With respect to the interactivity, the distinctive feature of this scenario is that the viewing control is given to the learners, who can access the information they want in the order and pace they want; additionally, the quiz function allows for some exchange options. This moves the scenario a bit toward a more generative strategy with respect to the first scenario, even if the preparation and production phases are still completely the teacher’s responsibility.

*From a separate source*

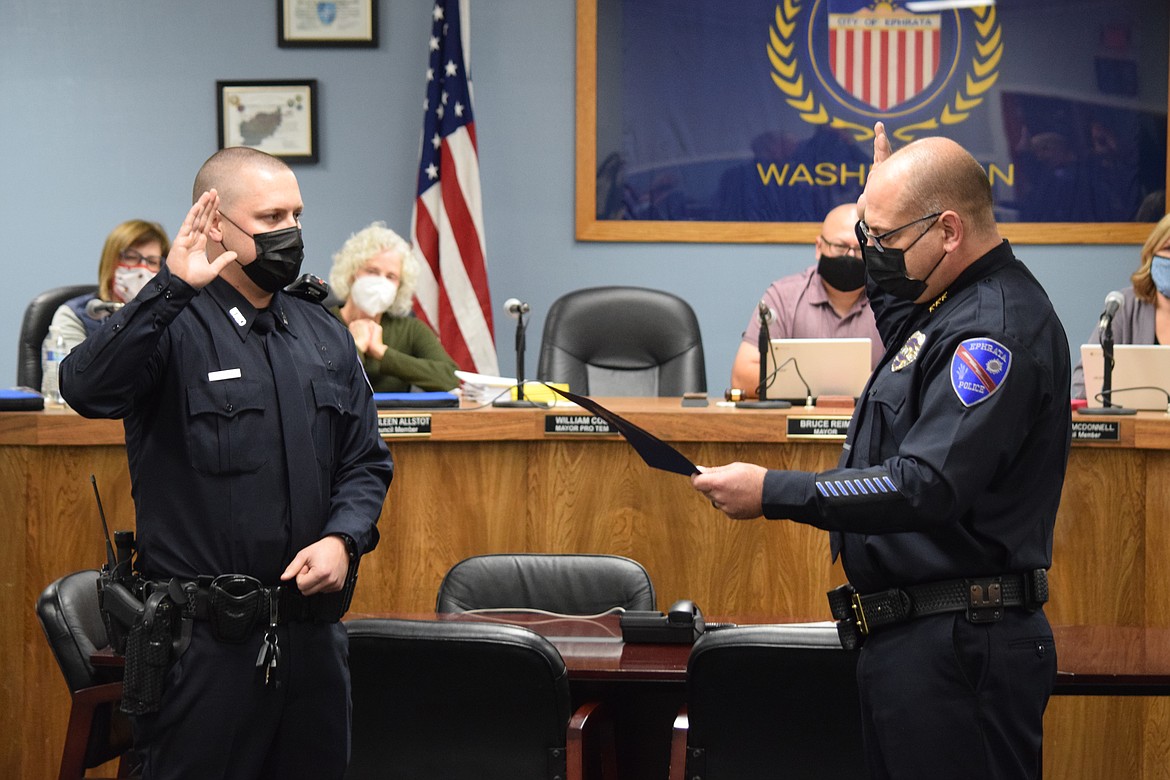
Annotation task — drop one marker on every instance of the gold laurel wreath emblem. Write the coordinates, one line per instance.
(989, 49)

Scenario 3. Let us work on learners’ experiences, with the teacher’s expertise (B-D-G path) Mike teaches chef apprentices and is himself a former chef. He is used to introducing professional videos in his lessons, but he complains that the situations shown in such videos are too far from apprentices’ reality (such videos usually show a famous chef in a white, aseptic kitchen) and that the link between what is shown in practice and the underlying technical principles is not easy to show. For this reason, he asks some apprentices to volunteer and use a head-mounted action camera in their workplaces to provide some authentic videos on specific cooking methods (e.g. how to glaze vegetables). Then, he edits some pieces of footage to be included in one hypervideo to show, for example, how the same cooking method has different effects, depending on the product (carrots vs. shallots) or the workplace context (glazing in a high-ranked restaurant vs. glazing in a company canteen), as tools, labor divisions, and norms can vary enormously. He also personally introduces some active points on frames that are particularly relevant for the procedure. He especially exploits the possibility to focus the attention on specific details and to insert short reflective questions as a text. The resulting hypervideo (7′ 55′′ ) is then used in a first-year class (N = 26; Mage=16.8; SDage=1.32) as a support for guided interaction: the teacher profits from the fact that the video footage has been provided by some apprentices, as he can begin by asking them to comment on what they were doing (Figure 10). The active points function as an aid to enlarge the discussion with the other members of the class and for the teacher to eventually provide additional information rooted in his expertise. With respect to the interactivity features, this scenario is similar to the first one, as it mainly exploits hyperlinking. The teacher is also responsible for controlling the viewing itself. However, this scenario places closer to generative strategies, as most of the preparation phase is given to the learners and they also have a central role in the use phase.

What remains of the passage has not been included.